Create an alert monitoring rule
The following steps cover the main configuration. For all available options, see Configure an alert monitoring rule in Simple Log Service.
Step 1: Define the alert query
Log on to the Simple Log Service console.
Select the project that you created or used in Report MSE traffic protection events to Simple Log Service.
In the left-side navigation pane, click the
icon to go to the Logstores page.Click the target Logstore, then click the
icon in the upper-right corner.
In the Alert Monitoring Rule panel, click the
icon next to Query Statistics and enter the following query in the Query field:* | select resource,expType,ruleId,blockNum,time,appName,namespaceThis query retrieves all traffic protection events with their fields: the protected endpoint, protection type, matched rule, blocked QPS, timestamp, application name, and namespace.
Step 2: Set the alert destination and policy
Set Destination to Simple Log Service Notification and turn on the Enable switch.
Set Alert Policy to Simple Mode and configure the alert policy.
After you save the rule, it appears in Alert Center.
Customize the notification template
Define what information appears in the alert notification when a traffic protection event triggers it.
In the left-side navigation pane, click the
icon to go to Alert Center.Click the Notification Policy tab, then click the Alert Template subtab.
Click Create. In the Add Alert Template dialog box, configure the ID, Name, and Content parameters.
The following sections provide two template options depending on how many events you want to display.
First triggered event only
Use this template to display details of the first event that triggered the alert:
- Alert name: {{ alert.alert_name }}
- Alert severity: {{ alert.severity }}
- Trigger condition: {{ alert.condition }}
- Environment: {{ alert.annotations.namespace }}
- Application: {{ alert.annotations.appName }}
- Interface: {{ alert.annotations.resource }}
- Type: {{ alert.annotations.expType }}
- Hit rule: {{ alert.annotations.ruleId }}
- QPS for throttling: {{alert.annotations.blockNum}}
- Hit time: {{ alert.annotations.time }}
- Details: [[Details]({{ alert.query_url }})]All triggered events
Use this template to display details of every event that triggered the alert within the evaluation window.
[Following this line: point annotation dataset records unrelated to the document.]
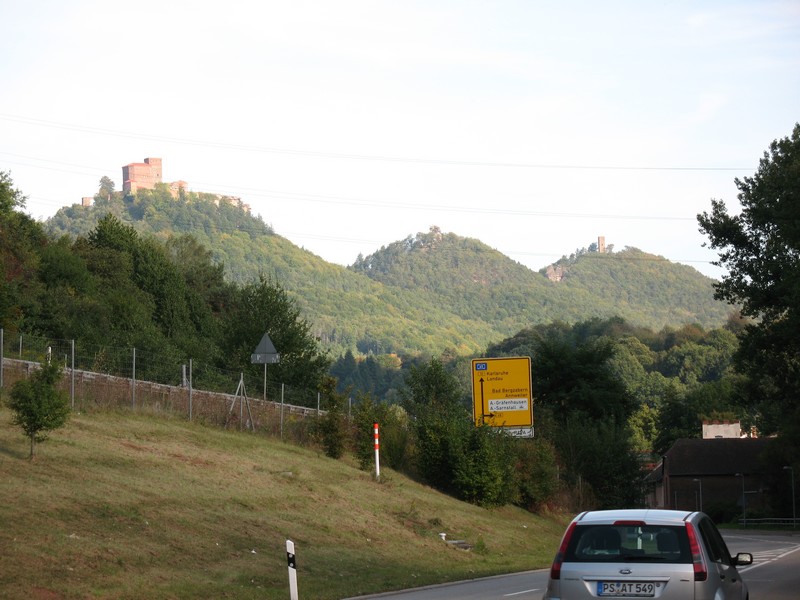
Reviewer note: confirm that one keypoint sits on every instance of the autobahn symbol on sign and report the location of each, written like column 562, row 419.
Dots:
column 501, row 394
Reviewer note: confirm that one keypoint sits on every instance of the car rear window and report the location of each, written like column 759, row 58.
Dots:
column 629, row 542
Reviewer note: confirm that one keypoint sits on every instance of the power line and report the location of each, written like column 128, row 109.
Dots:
column 346, row 156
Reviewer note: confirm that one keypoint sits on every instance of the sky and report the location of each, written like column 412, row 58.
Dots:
column 534, row 127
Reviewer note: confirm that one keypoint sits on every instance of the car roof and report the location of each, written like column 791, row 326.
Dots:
column 649, row 516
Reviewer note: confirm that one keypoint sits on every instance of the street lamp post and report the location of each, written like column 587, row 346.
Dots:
column 744, row 501
column 700, row 484
column 794, row 506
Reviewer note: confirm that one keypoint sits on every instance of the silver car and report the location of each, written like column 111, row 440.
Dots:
column 666, row 554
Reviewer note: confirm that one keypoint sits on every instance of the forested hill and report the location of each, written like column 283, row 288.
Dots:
column 476, row 281
column 422, row 294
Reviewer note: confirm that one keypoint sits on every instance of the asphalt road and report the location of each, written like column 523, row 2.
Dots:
column 774, row 575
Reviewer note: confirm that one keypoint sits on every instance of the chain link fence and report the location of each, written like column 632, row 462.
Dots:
column 107, row 377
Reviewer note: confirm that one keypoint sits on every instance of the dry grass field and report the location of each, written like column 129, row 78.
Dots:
column 127, row 505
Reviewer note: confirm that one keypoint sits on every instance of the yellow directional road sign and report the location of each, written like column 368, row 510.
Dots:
column 501, row 392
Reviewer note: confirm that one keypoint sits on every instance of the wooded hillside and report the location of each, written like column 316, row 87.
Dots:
column 420, row 295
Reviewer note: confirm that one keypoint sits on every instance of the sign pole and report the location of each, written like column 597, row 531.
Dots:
column 290, row 558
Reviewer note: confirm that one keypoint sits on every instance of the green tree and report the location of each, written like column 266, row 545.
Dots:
column 333, row 424
column 38, row 405
column 264, row 306
column 440, row 421
column 759, row 247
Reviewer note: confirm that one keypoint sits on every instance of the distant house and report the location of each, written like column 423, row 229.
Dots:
column 695, row 474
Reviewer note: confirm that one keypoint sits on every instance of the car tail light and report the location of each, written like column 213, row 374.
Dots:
column 700, row 569
column 555, row 570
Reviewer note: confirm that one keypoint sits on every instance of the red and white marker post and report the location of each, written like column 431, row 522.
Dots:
column 292, row 569
column 377, row 454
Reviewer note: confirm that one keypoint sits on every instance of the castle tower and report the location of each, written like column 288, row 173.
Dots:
column 141, row 175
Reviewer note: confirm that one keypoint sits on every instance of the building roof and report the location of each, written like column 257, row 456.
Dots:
column 717, row 456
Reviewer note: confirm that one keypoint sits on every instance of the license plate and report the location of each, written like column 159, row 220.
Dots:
column 641, row 589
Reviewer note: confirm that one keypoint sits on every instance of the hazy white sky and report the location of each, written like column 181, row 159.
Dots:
column 347, row 125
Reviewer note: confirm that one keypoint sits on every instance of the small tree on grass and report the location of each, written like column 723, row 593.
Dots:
column 38, row 405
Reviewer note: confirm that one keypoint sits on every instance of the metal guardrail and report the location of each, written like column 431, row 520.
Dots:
column 769, row 522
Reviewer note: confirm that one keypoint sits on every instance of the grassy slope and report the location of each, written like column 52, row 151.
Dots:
column 127, row 505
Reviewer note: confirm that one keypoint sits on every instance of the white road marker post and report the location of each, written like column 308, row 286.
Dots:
column 292, row 570
column 377, row 454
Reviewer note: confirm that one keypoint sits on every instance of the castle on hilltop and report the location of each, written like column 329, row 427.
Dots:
column 146, row 175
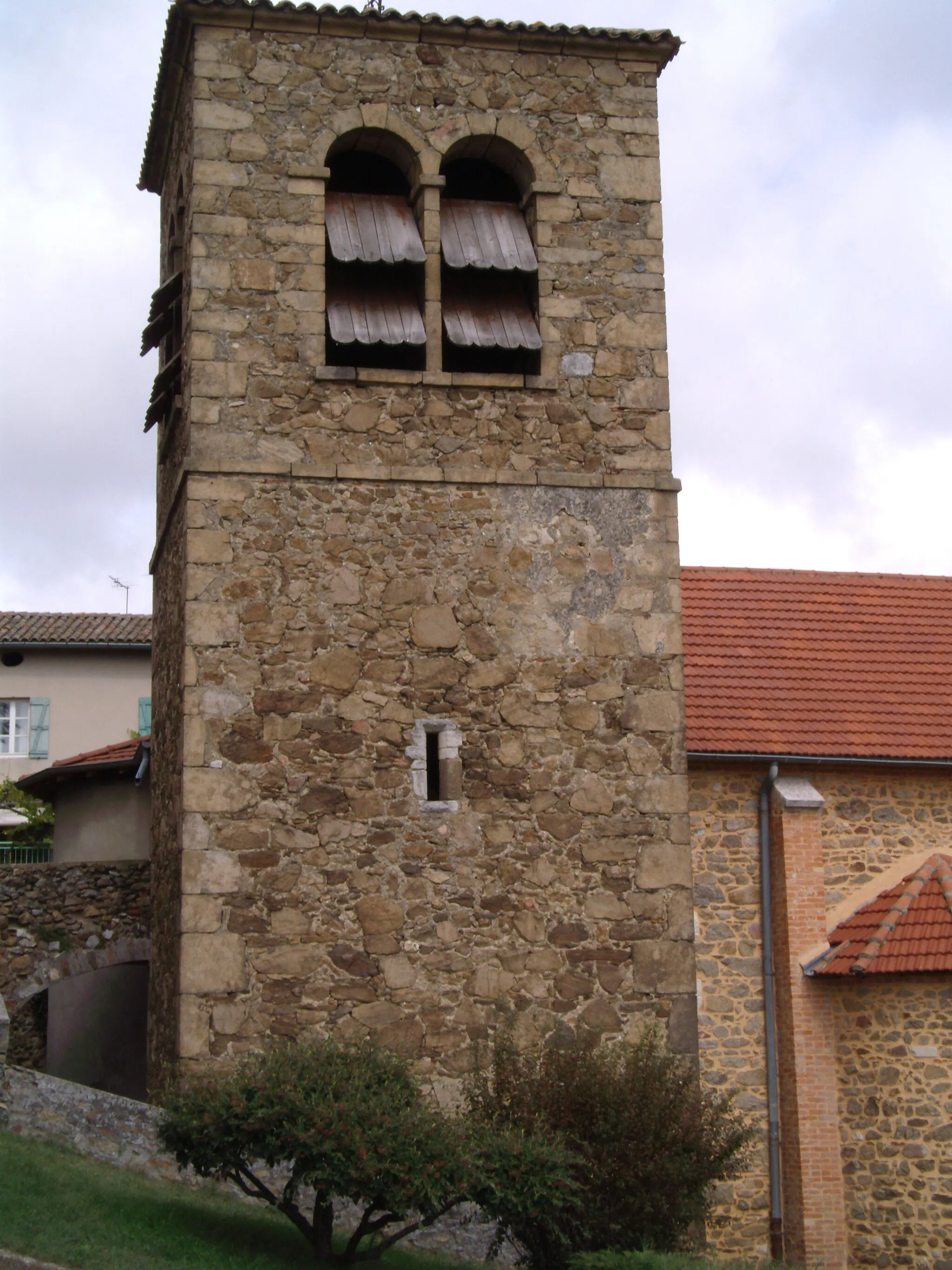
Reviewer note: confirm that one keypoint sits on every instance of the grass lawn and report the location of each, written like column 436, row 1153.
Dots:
column 60, row 1207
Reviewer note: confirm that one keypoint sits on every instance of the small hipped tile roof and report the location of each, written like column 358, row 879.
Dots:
column 75, row 629
column 121, row 752
column 784, row 662
column 907, row 929
column 121, row 756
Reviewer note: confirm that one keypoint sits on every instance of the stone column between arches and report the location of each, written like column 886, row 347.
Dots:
column 812, row 1170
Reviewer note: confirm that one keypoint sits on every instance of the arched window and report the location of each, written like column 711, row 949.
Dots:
column 489, row 272
column 375, row 261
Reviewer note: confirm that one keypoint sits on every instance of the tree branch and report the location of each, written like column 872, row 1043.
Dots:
column 380, row 1249
column 364, row 1227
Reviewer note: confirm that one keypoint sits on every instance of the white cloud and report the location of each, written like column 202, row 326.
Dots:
column 808, row 171
column 898, row 519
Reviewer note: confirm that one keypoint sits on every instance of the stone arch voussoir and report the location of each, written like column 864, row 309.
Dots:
column 79, row 962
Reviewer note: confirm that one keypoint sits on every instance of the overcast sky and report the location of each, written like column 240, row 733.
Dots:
column 807, row 159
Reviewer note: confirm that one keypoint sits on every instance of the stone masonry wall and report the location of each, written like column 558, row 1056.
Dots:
column 873, row 817
column 169, row 671
column 362, row 554
column 317, row 893
column 53, row 918
column 895, row 1076
column 268, row 105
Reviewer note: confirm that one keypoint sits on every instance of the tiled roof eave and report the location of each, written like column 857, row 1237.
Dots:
column 776, row 756
column 906, row 930
column 655, row 46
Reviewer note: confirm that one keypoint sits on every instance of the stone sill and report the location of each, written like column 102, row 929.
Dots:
column 454, row 475
column 442, row 379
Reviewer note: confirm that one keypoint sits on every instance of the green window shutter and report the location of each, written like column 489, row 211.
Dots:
column 40, row 728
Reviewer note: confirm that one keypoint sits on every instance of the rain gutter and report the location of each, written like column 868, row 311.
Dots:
column 774, row 1116
column 846, row 760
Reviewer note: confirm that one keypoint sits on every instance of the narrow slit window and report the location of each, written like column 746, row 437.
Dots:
column 436, row 767
column 433, row 794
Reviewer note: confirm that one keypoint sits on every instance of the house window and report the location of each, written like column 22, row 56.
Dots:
column 14, row 727
column 489, row 272
column 375, row 259
column 435, row 765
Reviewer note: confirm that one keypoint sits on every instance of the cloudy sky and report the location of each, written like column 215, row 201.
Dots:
column 808, row 176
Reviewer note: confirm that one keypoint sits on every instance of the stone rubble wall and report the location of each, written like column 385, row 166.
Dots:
column 317, row 893
column 60, row 920
column 499, row 552
column 266, row 106
column 125, row 1133
column 871, row 818
column 895, row 1094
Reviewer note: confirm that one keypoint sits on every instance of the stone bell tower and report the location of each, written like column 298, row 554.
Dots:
column 418, row 715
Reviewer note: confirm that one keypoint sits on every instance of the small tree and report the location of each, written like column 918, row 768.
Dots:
column 648, row 1140
column 39, row 830
column 351, row 1122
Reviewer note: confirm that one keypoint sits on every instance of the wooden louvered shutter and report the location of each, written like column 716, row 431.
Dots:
column 40, row 728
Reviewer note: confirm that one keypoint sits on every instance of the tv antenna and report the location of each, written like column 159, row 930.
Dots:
column 122, row 586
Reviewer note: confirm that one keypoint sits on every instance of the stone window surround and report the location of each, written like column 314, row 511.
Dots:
column 450, row 766
column 426, row 186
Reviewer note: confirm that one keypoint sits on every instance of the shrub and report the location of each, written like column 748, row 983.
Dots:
column 649, row 1141
column 39, row 830
column 351, row 1122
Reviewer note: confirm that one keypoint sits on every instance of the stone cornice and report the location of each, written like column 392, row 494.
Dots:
column 654, row 47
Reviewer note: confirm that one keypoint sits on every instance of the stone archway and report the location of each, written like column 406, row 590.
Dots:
column 82, row 1015
column 79, row 962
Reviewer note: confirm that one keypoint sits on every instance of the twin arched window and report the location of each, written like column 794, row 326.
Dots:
column 379, row 289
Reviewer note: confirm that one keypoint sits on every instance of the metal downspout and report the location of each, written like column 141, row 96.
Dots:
column 774, row 1117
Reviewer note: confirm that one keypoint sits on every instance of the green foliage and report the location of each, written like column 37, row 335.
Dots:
column 351, row 1122
column 68, row 1210
column 649, row 1141
column 661, row 1262
column 39, row 830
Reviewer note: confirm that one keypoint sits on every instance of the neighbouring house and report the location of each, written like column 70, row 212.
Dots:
column 70, row 682
column 80, row 995
column 845, row 682
column 101, row 800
This option works well when multiple traffic protection rules fire simultaneously across different services.
- Alert name: {{ alert.alert_name }}
- Alert severity: {{ alert.severity }}
- Trigger condition: {{ alert.condition }}
{%- for result in alert.fire_results %}
- Application: {{ result.appName }}
- Interface: {{ result.resource }}
- Type: {{ result.expType }}
- Hit rule: {{ result.ruleId }}
- QPS for throttling: {{result.blockNum}}
- Hit time: {{ result.time }}
{%- endfor %}
- Details: [[Details]({{ alert.query_url }})]Verify the alert
After you save the alert monitoring rule and notification template:
In Alert Center, confirm the new rule appears in the rule list.
Trigger a traffic protection event (or wait for one to occur naturally) and check that the alert notification is delivered with the expected content.